Jeanine Shimer recalled taking her daughter Ruby, then 5, for a ride over the snow in 20011 after a storm heaped 21-inches of snow on the area.
On Feb. 2, they were back at it, taking advantage of another major snow fall.
Only this time, Jeanine noticed a difference as she tried to tug Ruby in her yellow saucer sled over snow banks on the west side of Sheridan Road.
“She’s heavier,” she said.
The two had ridden a shuttle bus to Jeanine’s office at Northwestern University and were ambitiously seeking to make the return trip on foot to their home in the Main Street area.
Other residents were digging out or just staying indoors a day after a storm dumped 20-inches of snow on Evanston, the fifth highest in Chicago weather history, according to the National Weather Service.
City officials declared a snow route parking ban for primary streets Feb. 1, and followed that by putting into effect snow emergency parking rules for Feb. 2 and 3, keeping the option of extending the ban further based on how the cleanup goes.
“Today’s snow emergency will allow for more efficient curb-to-curb plowing in residential areas,” said James Maiworm, the city’s assistant public works superintendent in an e-mail Monday morning. “The majority of Evanston crews will be working residential streets with the objective of cleared curb-to-curb streets.”
Business district cleanups have started, he said, and will continue each night this week until all the parking surfaces and meters are opened up, said Maiworm.
Recycling and solid waste pickups will occur but, because of the volume of snow, will probably see some delays, said Maiworm, who couldn’t be reached later for follow up comment.
On the 1700 block of Lake Street, just east of the high school, Samson Campbell, Jr., made considerable headway Monday afternoon, clearing snow from his vehicle.
Speaking of weather history, Campbell has lived it.
He was driving a truck at the time of the record-breaking 1967 storm, hauling bomb bases to a factory to have them plated during the Viet Nam era.
“It worked out real good,” he recalled. “My truck was loaded.
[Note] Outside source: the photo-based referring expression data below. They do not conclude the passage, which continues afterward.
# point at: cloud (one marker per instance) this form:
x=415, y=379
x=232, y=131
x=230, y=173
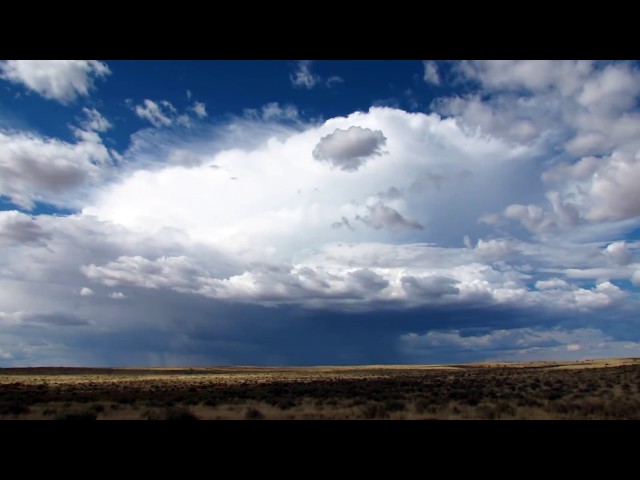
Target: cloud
x=431, y=74
x=517, y=343
x=19, y=229
x=36, y=168
x=273, y=111
x=158, y=114
x=60, y=80
x=618, y=253
x=303, y=76
x=334, y=80
x=432, y=287
x=349, y=149
x=199, y=109
x=286, y=262
x=552, y=284
x=95, y=121
x=86, y=292
x=382, y=216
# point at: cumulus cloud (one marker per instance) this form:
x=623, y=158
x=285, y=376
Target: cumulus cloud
x=273, y=111
x=199, y=109
x=349, y=149
x=303, y=76
x=503, y=344
x=35, y=168
x=618, y=253
x=60, y=80
x=158, y=114
x=19, y=229
x=382, y=216
x=195, y=252
x=95, y=121
x=431, y=73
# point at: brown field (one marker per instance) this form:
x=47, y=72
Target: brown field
x=591, y=389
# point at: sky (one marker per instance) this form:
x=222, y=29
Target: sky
x=318, y=212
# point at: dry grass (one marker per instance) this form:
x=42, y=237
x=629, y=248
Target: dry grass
x=598, y=389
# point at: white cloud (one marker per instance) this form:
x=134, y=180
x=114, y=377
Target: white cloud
x=273, y=111
x=35, y=168
x=199, y=109
x=95, y=121
x=618, y=253
x=61, y=80
x=553, y=284
x=349, y=149
x=518, y=341
x=303, y=76
x=158, y=114
x=382, y=216
x=334, y=80
x=244, y=213
x=19, y=229
x=533, y=217
x=494, y=249
x=431, y=73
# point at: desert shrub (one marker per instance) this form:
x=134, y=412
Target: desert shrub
x=14, y=408
x=84, y=415
x=394, y=405
x=179, y=413
x=374, y=410
x=505, y=409
x=253, y=414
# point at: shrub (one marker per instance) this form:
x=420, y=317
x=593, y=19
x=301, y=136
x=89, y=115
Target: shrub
x=85, y=415
x=253, y=414
x=179, y=413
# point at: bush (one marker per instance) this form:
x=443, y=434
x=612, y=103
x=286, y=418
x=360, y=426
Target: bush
x=14, y=408
x=179, y=413
x=254, y=414
x=86, y=415
x=374, y=410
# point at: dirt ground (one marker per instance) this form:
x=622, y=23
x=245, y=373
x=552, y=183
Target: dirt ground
x=589, y=389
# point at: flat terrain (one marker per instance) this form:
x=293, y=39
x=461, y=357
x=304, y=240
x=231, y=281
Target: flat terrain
x=592, y=389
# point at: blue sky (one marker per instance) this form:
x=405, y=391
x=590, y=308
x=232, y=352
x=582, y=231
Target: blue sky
x=318, y=212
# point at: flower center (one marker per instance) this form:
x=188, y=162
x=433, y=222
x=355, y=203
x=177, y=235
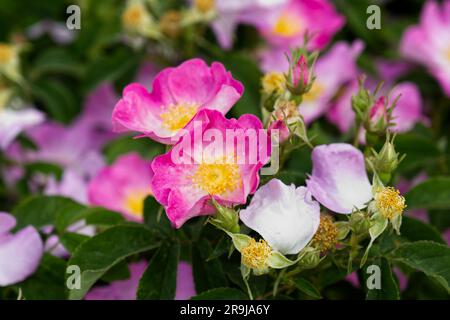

I couldn’t get to the dock. My dispatcher said ‘if you can make it home, take the truck home.’ I was able to drive all the way into Evanston over on Ashland where I was living, with those bomb bases,” he said. “Once they got there they stuck there for about a week and a half.
“I saw all these people walking, in the middle of the street,” he remembered. “And then I said ‘I wonder what’s going on. Then I looked over to my right side and there’s a CTA bus driver walking,” he said.
That drove home the enormity of the storm. “I said, are they [riders] going to be disappointed. They’re waiting for a bus and here comes the driver walking.”
Campbell took this year’s storm more in stride.
“I had a lot of activity I had to do Sunday. I got a call that said it’s all canceled and I just went and made myself a nice cup of coffee, put on the stereo and listened to music.”